Preferential Attachment Graphs with Planted Communities
This work addresses the modeling of community structures in network growth for researchers in graph theory and network science, but it is incremental as it extends an existing model.
The authors introduced a variant of the preferential attachment model that incorporates planted communities, showing that the fraction of half-edges attached to vertices with a given label converges almost surely and the empirical degree distribution for each community converges to a heavy-tailed distribution with potentially different tail decay parameters.

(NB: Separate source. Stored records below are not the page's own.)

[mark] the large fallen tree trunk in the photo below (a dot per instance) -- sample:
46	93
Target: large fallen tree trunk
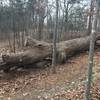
39	51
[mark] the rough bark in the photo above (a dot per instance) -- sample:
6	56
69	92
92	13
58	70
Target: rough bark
40	50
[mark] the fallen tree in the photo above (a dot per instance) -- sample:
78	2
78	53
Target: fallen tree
39	51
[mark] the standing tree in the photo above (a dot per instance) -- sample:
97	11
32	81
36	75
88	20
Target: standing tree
54	57
91	51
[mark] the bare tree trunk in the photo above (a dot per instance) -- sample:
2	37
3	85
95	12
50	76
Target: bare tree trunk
91	52
90	18
54	57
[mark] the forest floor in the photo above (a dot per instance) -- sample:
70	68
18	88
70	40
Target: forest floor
39	84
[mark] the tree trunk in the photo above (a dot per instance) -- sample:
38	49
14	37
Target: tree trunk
40	50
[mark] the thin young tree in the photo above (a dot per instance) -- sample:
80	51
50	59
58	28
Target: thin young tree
91	51
54	57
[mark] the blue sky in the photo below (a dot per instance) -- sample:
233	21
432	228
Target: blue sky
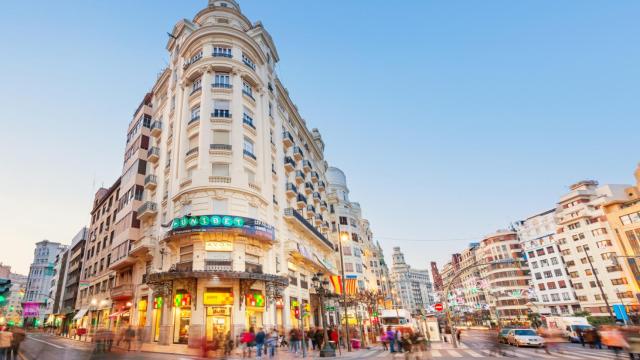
450	118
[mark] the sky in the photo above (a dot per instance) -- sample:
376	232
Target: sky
451	119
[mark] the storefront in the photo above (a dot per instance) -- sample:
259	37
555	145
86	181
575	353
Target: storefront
182	316
218	303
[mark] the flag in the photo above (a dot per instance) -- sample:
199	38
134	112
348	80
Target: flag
336	281
351	286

A variation of the preferential attachment random graph model of Barabási and Albert is defined that incorporates planted communities. The graph is built progressively, with new vertices attaching to the existing ones one-by-one. At every step, the incoming vertex is randomly assigned a label, which represents a community it belongs to. This vertex then chooses certain vertices as its neighbors, with the choice of each vertex being proportional to the degree of the vertex multiplied by an affinity depending on the labels of the new vertex and a potential neighbor. It is shown that the fraction of half-edges attached to vertices with a given label converges almost surely for some classes of affinity matrices. In addition, the empirical degree distribution for the set of vertices with a given label converges to a heavy tailed distribution, such that the tail decay parameter can be different for different communities. Our proof method may be of independent interest, both for the classical Barabási -Albert model and for other possible extensions.